You might think this a strange pickup for a team not often considered to be a worthy entry among the ranks of 2008’s contenders, but the Reds aren’t patsies. . . . I think Wayne Krivsky has got that much right—the Reds aren’t that far off, as the division remains within reach of any team that can get to 80 wins, and signing Cordero does indeed help them get closer to that.

. . .  The question from there is whether or not Cordero is a great bet to deliver value on the deal. He hasn’t missed significant time since 2001, and that was from stress fractures in his back that haven’t recurred. He’s still pumping premium-grade gas, so his arm hasn’t lost anything to age, and that one bad spell in Texas in 2006 doesn’t seem to have been indicative of any larger chronic problem.

Kahrl says that compared to the alternatives (Gagne, Benitez, Dotel, and Chacon), Cordero is far superior “in terms of staying healthy and being able to do his thing his way when he’s out there.”

Nobody’s going to give Krivsky a medal for being brave with the checkbook, or being unwilling to take a cheaper risk, but as much as I might initially struggle to accept a major capital investment in a closer, there’s an understandable aversion to risk blended with the club’s aspirations in the seasons to come.

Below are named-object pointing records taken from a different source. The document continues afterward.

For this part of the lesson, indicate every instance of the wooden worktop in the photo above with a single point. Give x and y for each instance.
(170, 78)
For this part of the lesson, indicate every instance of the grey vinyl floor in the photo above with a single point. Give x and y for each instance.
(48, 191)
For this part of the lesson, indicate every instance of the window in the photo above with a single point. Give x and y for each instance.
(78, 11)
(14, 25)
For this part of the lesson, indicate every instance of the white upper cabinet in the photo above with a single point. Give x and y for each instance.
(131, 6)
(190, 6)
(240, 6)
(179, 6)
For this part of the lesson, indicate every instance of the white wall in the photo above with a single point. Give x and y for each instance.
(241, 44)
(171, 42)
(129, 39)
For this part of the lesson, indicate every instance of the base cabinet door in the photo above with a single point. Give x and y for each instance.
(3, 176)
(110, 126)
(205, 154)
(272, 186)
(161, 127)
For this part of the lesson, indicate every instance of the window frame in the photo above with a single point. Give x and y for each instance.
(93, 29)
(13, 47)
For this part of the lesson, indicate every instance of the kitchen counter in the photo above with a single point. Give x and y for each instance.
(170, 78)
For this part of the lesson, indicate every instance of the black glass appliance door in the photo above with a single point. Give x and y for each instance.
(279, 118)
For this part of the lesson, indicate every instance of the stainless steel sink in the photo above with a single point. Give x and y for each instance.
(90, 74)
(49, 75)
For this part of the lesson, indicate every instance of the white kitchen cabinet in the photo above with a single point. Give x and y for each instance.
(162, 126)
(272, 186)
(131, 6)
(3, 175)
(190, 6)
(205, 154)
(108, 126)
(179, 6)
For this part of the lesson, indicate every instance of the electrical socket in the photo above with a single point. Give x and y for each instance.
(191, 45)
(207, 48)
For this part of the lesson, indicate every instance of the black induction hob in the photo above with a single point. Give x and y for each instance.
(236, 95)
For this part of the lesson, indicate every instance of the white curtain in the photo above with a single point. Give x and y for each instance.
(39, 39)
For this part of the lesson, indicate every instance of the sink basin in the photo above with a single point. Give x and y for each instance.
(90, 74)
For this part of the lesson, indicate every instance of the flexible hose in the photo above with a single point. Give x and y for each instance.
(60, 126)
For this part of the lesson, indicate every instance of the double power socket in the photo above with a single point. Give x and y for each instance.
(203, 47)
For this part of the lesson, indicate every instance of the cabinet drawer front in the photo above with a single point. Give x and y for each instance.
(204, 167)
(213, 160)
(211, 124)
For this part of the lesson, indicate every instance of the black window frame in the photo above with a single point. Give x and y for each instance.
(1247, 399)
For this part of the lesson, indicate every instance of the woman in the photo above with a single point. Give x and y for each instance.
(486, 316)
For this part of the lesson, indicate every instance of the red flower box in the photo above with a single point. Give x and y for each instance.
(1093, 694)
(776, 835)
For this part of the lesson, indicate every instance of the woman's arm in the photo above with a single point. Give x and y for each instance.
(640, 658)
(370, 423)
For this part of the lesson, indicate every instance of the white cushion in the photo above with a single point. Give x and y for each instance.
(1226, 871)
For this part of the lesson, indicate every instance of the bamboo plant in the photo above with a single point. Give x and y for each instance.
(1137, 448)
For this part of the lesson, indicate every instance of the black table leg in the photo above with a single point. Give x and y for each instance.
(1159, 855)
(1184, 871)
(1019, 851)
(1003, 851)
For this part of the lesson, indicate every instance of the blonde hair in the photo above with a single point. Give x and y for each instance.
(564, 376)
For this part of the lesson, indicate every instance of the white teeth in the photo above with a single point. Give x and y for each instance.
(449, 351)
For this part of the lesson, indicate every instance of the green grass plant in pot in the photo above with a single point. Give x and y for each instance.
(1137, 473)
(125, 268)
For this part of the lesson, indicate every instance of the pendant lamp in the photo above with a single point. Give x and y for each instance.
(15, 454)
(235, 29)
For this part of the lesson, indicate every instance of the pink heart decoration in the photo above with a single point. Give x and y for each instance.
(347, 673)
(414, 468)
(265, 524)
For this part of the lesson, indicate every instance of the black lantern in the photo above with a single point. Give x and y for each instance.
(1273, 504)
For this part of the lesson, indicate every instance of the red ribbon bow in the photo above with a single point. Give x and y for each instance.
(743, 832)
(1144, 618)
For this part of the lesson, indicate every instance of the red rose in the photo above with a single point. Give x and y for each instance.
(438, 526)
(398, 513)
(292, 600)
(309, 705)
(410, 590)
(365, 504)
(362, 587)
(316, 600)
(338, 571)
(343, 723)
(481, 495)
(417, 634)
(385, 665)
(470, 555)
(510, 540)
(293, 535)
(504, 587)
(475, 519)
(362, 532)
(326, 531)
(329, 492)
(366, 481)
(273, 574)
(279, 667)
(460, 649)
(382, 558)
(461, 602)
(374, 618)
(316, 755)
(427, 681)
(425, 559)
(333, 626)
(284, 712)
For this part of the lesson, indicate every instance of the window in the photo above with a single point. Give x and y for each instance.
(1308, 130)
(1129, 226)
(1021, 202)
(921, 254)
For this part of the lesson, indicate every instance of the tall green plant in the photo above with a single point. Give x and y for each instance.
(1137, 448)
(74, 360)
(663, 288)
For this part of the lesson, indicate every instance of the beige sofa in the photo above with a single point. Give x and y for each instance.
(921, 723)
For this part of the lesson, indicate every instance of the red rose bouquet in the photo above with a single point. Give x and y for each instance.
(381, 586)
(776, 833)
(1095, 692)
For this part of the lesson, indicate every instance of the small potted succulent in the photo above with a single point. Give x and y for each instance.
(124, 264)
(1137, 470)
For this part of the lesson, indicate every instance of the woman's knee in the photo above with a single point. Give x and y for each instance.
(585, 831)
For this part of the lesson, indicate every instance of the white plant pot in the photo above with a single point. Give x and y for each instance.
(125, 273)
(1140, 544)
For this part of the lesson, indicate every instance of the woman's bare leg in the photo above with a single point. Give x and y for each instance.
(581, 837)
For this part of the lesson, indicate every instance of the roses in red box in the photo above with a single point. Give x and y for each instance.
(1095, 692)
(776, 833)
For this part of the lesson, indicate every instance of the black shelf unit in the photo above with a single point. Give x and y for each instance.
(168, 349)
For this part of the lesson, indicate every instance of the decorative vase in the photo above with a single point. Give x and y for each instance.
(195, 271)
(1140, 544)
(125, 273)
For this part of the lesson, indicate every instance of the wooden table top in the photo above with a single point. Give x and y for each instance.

Kahrl says that adding Cordero should deliver a “cascade of additional benefits,” in the way of increased confidence and stable usage patterns for guys like Bray, McBeth, Salmon, or Coffey.  One point that I hadn’t considered (and frankly, don’t give much credence to), is “that maybe—maybe—signing Cordero does is give Krivsky something to show to Adam Dunn and his peeps, as part of a further demonstration of a desire to contend,” making a multi-year extension more likely.